GE Additive is developing its Center for Additive Technology Advancement (CATA) in Pittsburgh, Pennsylvania into an externally focused “Customer Experience Center” (CEC) to accelerate the use of additive manufacturing with GE customers across several industries.
With this transition, the $39 million Pittsburgh technology center, opened in April 2016 to drive additive manufacturing within GE industrial operations, now joins a global network of CECs under the growing umbrella of GE Additive.Last month, GE Additive announced the creation of a CEC in Munich, Germany, to allow current and potential customers to experience first-hand designing and producing components using additive manufacturing.

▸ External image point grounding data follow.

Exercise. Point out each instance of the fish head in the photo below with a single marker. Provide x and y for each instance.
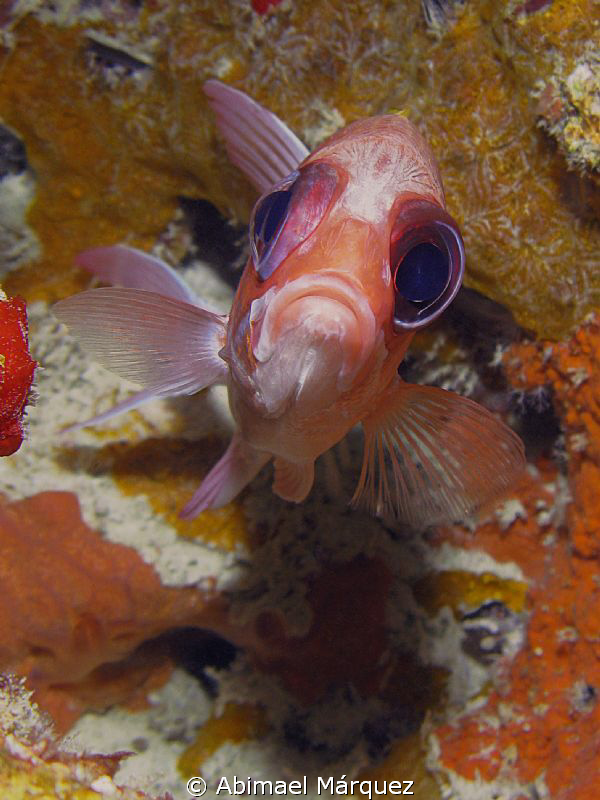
(350, 254)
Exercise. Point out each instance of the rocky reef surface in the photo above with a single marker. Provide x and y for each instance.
(265, 639)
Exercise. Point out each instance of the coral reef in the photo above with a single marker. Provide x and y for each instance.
(32, 764)
(127, 132)
(267, 639)
(16, 372)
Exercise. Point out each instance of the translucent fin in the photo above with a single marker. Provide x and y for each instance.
(433, 457)
(236, 468)
(167, 346)
(132, 402)
(292, 481)
(258, 142)
(134, 269)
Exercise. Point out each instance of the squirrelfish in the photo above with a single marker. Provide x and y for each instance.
(351, 252)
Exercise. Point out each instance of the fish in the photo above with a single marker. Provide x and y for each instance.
(352, 251)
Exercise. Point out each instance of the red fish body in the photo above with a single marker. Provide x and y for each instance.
(351, 252)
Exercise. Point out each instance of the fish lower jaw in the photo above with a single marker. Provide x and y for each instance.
(314, 312)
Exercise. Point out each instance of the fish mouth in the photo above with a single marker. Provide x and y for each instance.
(310, 338)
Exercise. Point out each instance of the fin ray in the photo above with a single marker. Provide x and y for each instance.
(132, 402)
(168, 346)
(250, 130)
(432, 456)
(128, 267)
(235, 469)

Like the Munich site, the Pittsburgh site will operate additive machines from Concept Laser of Germany and Arcam EBM of Sweden – both leading additive providers in which GE has majority ownership. The Pittsburgh center will augment the operations already within both Arcam and Concept Laser operations in the United States, including Arcam’s Orthopedic Center of Excellence in Shelton, Connecticut.

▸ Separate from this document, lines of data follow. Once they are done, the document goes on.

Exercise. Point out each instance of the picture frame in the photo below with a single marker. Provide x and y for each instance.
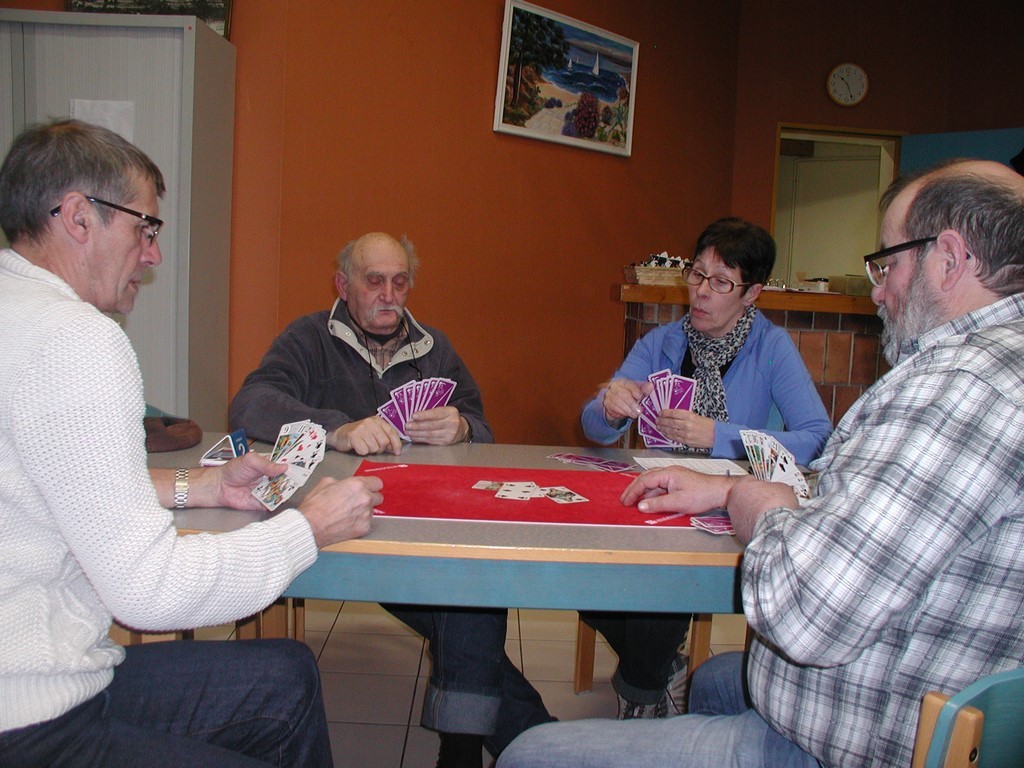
(565, 81)
(217, 13)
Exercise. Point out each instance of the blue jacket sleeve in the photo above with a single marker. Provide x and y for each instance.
(643, 359)
(772, 373)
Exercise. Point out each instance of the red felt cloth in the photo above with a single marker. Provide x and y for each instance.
(448, 493)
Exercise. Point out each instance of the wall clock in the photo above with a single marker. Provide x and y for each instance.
(847, 84)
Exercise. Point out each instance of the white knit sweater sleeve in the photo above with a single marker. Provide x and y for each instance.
(78, 430)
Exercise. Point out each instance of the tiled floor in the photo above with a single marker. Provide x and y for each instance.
(374, 670)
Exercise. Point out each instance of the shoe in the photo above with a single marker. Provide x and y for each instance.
(674, 699)
(634, 711)
(461, 751)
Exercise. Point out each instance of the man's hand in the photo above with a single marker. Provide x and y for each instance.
(438, 426)
(227, 485)
(339, 510)
(371, 435)
(750, 499)
(622, 398)
(677, 489)
(686, 427)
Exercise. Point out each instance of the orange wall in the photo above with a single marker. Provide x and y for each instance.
(934, 67)
(378, 116)
(353, 116)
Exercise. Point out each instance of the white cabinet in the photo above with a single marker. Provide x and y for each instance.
(177, 77)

The additive machines at the Pittsburgh CEC will be enhanced by GE’s cloud-based Predix operating platform to enable industrial-scale analytics and GE Edge devices, which provide real-time control and monitoring.

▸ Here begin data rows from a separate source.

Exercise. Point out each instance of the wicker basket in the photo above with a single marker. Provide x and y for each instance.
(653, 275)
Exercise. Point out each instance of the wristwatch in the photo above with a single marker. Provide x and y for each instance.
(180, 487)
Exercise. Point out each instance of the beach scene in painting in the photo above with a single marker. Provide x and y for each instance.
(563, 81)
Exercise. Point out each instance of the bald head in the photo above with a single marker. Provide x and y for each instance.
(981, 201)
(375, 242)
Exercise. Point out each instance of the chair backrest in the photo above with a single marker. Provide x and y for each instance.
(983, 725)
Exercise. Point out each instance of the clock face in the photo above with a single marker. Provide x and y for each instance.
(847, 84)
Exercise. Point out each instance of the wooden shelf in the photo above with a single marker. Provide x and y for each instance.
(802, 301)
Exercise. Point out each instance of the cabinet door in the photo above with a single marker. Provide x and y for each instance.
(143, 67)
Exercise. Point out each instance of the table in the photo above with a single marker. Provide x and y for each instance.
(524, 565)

While the 50 employees at the Pittsburgh center will continue to support GE’s industrial businesses with additive initiatives, they will expand their focus to support current and potential Concept Laser and Arcam customers in additive design and production. Customers will benefit from hands-on training and instruction at the facility, covering additive design, machine operations and support.
“We are thrilled to expand our concept of customer centers in the United States with a facility already at the leading edge of additive technology development,” said Robert Griggs, general manager of the Customer Experience Centers for GE Additive.
Jennifer Cipolla, general manager of the Pittsburgh center, will continue to lead the facility as a new CEC.
The Pittsburgh CEC, near the Pittsburgh airport, is convenient to Carnegie Mellon University, the University of Pittsburgh, and Robert Morris University, all in Pittsburgh, and Penn State University at State College, Pennsylvania. These institutions are already engaged in additive engineering and manufacturing processes.
Additive manufacturing involves taking a digital design from computer aided design (CAD) software, and melting and fusing together very fine metal powder layer-by-layer, using a laser or an electron beam as the energy source. Additive components are typically lighter and more durable than traditional forged parts because they require less welding and machining. Since additive parts are essentially “grown” from the ground up, they generate far less scrap material. Freed of traditional manufacturing restrictions, additive manufacturing dramatically expands the design possibilities for engineers.
For many years, GE has been a leading end user and innovator in the additive manufacturing space. GE has invested approximately $1.5 billion in manufacturing and additive technologies at GE’s Global Research Center (GRC), developed additive applications across six GE businesses, created new services applications across the company, and earned 346 patents in powder metals used for the additive process. In 2016, the company established GE Additive to become a leading supplier of additive technology and materials for industries worldwide.